Walaupun namanya tertulis sebagai komandan gerakan tersebut, kenyataan di lapangan memperlihatkan bahwa Untung bukanlah pemimpin utama aksi ini, karena berbagai hal ditentukan oleh Sjam Kamaruzzaman dari Biro Chusus PKI. Ketika banyak persiapan (tank, senjata, logistik, dan personel) masih kacau, Untung tidak mengambil keputusan menunda aksi ini.

Mereka lebih mendengar Sjam, yang berujar, "Kalau mau revolusi ketika masih muda, jangan tunggu sampai tua, "dan "Ketika awal revolusi banyak yang takut, tetapi ketika revolusi berhasil semua ikut." Gerakan 30 September yang dilakukan secara ceroboh itu rontok dalam hitungan hari. Dokumen Supardjo—dianggap cukup sahih—memperlihatkan bahwa kelemahan utama Gerakan 30 September adalah tidak adanya satu komando. Terdapat dua kelompok pimpinan, yakni kalangan militer (Untung, Latief, dan Sudjono) dan pihak Biro Chusus PKI (Sjam, Pono, dan Bono).

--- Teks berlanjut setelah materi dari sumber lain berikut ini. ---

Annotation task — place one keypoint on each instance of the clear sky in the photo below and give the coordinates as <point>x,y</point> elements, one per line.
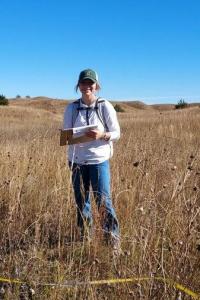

Sjam memegang peran sentral karena ia berada dalam posisi penghubung di antara kedua pihak ini. Namun, ketika upaya ini tidak mendapat dukungan dari Presiden Soekarno, bahkan diminta agar dihentikan, kebingungan terjadi. Kedua kelompok itu terpecah. Kalangan militer ingin mematuhi, sedangkan Biro Chusus melanjutkan. 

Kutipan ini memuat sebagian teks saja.